In a world where data is the new religion, thinking about the workforce of the future is a very human thing to do. There are up to five generations in the workforce now. The next generation (Generation Alpha) will be joining the workforce shortly, and that generation will have the most dramatically different expectations from all the others that went before.
They will be fully digital. They will have zero expectations of a lifelong career. They will expect employers to take social responsibilities seriously and to demonstrate a business’s credibility in this area. Employers will have to demonstrate that they are environmentally friendly and truly care about these things. There will have to be purpose to the work. Employees won’t want to learn by rote, or learn in classrooms, they want experiential learning and everything delivered in bitesized chunks, through VR and other media which previous generations have not experienced themselves. Sadly, I am one of the few people who is unable to wear a VR headset as it makes me very unwell but I commend it to those who are able to.
It will become harder than ever to recruit people into doing some of the more tedious manual work associated with insurance businesses, we will need to find ways to eliminate or automate it. Who wants to answer telephones for seven hours a day?
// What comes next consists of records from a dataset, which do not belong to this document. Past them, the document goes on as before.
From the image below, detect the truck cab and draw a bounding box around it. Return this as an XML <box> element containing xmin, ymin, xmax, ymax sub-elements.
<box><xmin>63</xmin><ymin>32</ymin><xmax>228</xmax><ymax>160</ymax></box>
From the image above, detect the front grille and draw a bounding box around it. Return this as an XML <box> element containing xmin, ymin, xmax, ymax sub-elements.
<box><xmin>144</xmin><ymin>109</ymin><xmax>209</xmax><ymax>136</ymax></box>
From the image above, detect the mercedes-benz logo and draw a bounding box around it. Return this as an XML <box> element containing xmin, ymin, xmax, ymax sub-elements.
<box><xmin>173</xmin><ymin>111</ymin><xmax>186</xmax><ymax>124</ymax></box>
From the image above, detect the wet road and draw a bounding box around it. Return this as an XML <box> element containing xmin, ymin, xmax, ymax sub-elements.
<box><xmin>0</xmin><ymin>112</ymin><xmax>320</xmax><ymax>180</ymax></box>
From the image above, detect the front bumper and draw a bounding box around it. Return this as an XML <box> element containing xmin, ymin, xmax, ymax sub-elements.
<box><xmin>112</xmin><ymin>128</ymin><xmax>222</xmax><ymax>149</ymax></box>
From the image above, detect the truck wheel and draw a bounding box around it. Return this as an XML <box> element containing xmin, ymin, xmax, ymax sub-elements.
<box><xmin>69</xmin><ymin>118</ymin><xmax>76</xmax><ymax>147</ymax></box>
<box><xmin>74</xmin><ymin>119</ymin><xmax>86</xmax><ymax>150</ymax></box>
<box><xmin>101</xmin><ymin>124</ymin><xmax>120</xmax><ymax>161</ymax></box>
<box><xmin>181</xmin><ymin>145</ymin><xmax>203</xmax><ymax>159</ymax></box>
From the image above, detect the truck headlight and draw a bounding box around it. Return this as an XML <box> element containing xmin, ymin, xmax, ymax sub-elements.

I suspect few will, so we need to create more blended work, greater flexibility and working locations to provide better work-life blends.
How to make the leap and reach out to the next generation without this becoming the sole focus and dismissing the valuable contribution of the current generations? We need to start blending the new tech coming in (such as VR) with more traditional approaches. It is evolution not revolution. For example, at Brightside we are working with a technology firm to gamify fun in the virtual office and reward success through gamification – we’re running some experiments in the next few weeks. I never thought I’d do that.
It is a serious question for late middle-aged management: How do you get an oldster like me in business for 40 years thinking about how we engage with people who don’t think like me…..at all?
Organisations that are inclusive will thrive. Businesses with all white male management will find it hard to recruit. Leadership will be much more data led and analytical, although leaders cannot be robots; the best leaders will balance analytical ability with nous and responsiveness to the flexibility employees are expecting of the businesses they choose to work for. Leaders will be adept at managing workforces who are mostly not office based, not the other way around.
Finally, a thought about diversity and inclusion. Let us be absolutely clear that however this lands, and wherever we go, I am convinced that only organisations that tackle inequalities and truly deliver on the promise of inclusive workforces and equal opportunity for everyone – in other words zero discrimination – will succeed in employing and retaining the workforce of the future.